Moh looked up, surprised for a moment, then waved a hand.
‘You’re in space now,’ he reminded her. ‘You can put an untraceable call through from anywhere you like.’
Janis called up her sponsors, whose number was an anonymous code without regional identification. Relieved to find herself talking to an answering-machine, she told it there had been an accident at the lab, that the damage was being repaired and that she was taking the opportunity for a few days off. She put the phone down before the answering-machine could question her, then contacted the university’s system to make the previous message true. It looked as if the raid and the fire had been logged as a single incident, an ordinary terrorist attack, and was being dealt with through the usual channels: insurance company informed, security-company penalty clauses invoked, a routine request to the Crown forces for retaliation (this would probably be granted in that a fraction of a payload they were going to drop anyway on some ANR mountain fastness would be registered as justified by it).
She raised a contract with the Collective for her personal protection, using money paid back under the penalty-clause provisions. The university’s system, she was relieved to see, had Moh’s little gang on its list of approved suppliers. Her unspecified sabbatical wasn’t a problem either. She had a backlog of unused leave for the past year: like most research scientists, she found the concept of time off from work a bit hard to grasp.

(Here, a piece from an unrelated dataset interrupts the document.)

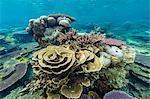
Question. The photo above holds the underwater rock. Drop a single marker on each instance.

‘Through the back,’ Moh said, carrying two mugs of coffee and the gun past her as she rang off. The common areas of the house – the corridors and stairwells – had the look of a castle in which there had been many wild knights. Weapons on the walls; Chobham plate visible behind holes in the plaster. Suits of body armour stood or slumped in corners. Moh elbowed open the door of a room, chinned a light-switch and stood back to let her in. The room was small, smelled of scents and metal and sweat, and was crammed with VR equipment: simulator seats and suits, goggles and gauntlets. Moh cleared some space on a table, hauled up a pair of worn gimballed chairs.
‘Forgot something,’ Janis said. ‘The magic-memory molecules.’
‘Oh. Right.’
Moh brought in the cold-box of drug samples, plastered it with biohazard stickers and stuck it in the back of a fridge that hummed to itself out in one of the back corridors.
‘Sure it’s safe there?’
‘It better be,’ he said. ‘That’s where we keep the explosives.’
Moh watched the tension ease from Janis’s shoulders and neck as she sipped her coffee, ignored the tiny wrinkles of irritation on her nose as he lit another cigarette. She was taking this well, if finding herself inside a small fortress of communist mercenaries gave her a sense of security.
She looked at him through narrowed eyes.
‘How’s your head?’
He inhaled and leaned back. Suck in and hold your breath and dive down into that limpid depth…it gave him a way in, an entry code.
‘Strange,’ he said, exhaling as if he’d just happened to remember how. ‘But OK, I think. Think is what I do.’
She seemed to take this as data.
‘You could try mainframing again.’ Wicked smile.